“Why is the auto industry considered an oligopoly?” this is a question many ask who are interested in the auto industry. An auto is usually a complex and very expensive vehicle that are controlled by one company. The reason for this limited market is because of the high cost of manufacturing the vehicle. Since there are only a limited number of companies that can produce automobiles, they have developed rules and structures through which they are able to control the supply of automobiles to the public at affordable prices.
Why is the automobile industry considered to be considered a pure monopoly?
A pure monopoly is a situation where the price of a product or service is set by a single competitor instead of being competitively regulated by a regulated market. Why is this important to know? Most consumers believe that price competition is good because it forces providers to lower their prices to ensure that they receive a return on investment. The problem with this belief is that it is based on the assumption that there is a free market where providers are forced to compete with each other.
In order to understand: why the auto industry is considered a pureopoly, it is necessary to examine the reasons that monopoly prices occur. The first reason that this occurs is because there are not enough competitors in the industry. It is nearly impossible for two companies to start a competing business without first establishing an obvious technological monopoly. For instance, it is nearly impossible for two companies to start a car repair shop that specializes in only one type of vehicle without establishing a technological monopoly. Therefore, the existing technological monopoly ensures that there are not enough competitors to make it to the consumer market without creating substantial barriers to entry.
How does this affect the way that consumers purchase cars?
The way that consumers purchase cars directly results in the monopoly created by a consumers’ market. If there are not enough manufacturers in a market, consumers will not be able to obtain a car through any means other than being provided with the option to choose from a limited number of manufacturers. Since purchasing a car through a manufacturer increases the company’s profits, it becomes easy for a manufacturer to become established and grow into a substantial market share. Without establishing a technological monopoly, the auto industry would experience a much lower level of competition and higher costs of production.
The second reason: why the industry is considered a pure monopoly involves the fact that there are a few key players in the industry. Although there are many distributors and manufacturers in the industry, it is rare that there are enough of them to create a significant level of competition. Without having to rely on distributors or manufacturers to provide the company with raw materials and labor, a company can rely on a limited number of sales outlets to provide the final touches to their products. Without these last-minute, last-chance purchases, a company relies on its reputation and image to generate new sales.

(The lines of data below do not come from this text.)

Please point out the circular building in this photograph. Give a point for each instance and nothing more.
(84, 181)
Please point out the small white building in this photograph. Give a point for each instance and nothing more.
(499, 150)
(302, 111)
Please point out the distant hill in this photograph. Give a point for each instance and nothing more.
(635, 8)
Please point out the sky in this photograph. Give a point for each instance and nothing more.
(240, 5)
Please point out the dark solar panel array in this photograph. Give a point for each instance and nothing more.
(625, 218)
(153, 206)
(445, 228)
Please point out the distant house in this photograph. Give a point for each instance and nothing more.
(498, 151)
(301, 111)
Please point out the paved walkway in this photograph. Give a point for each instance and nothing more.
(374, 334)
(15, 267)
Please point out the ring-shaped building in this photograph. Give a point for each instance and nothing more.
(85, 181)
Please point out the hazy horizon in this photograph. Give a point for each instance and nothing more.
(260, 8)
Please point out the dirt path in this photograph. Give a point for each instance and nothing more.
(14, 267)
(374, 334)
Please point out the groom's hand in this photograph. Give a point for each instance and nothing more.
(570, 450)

The third reason: why the industry is considered an oligopoly is that it has significant barriers to entry. Oligopoly creates significant cost savings by preventing over-supply and reducing distribution costs. However, these savings are usually passed on to customers through reduced pricing or increased product features. Without having to rely on major distributors and manufacturers, a small company has no need to incur significant overhead costs to establish a competitive edge.
In the end, it is the lack of overhead costs that creates the ability for the industry to offer consumers the lowest prices in the industry.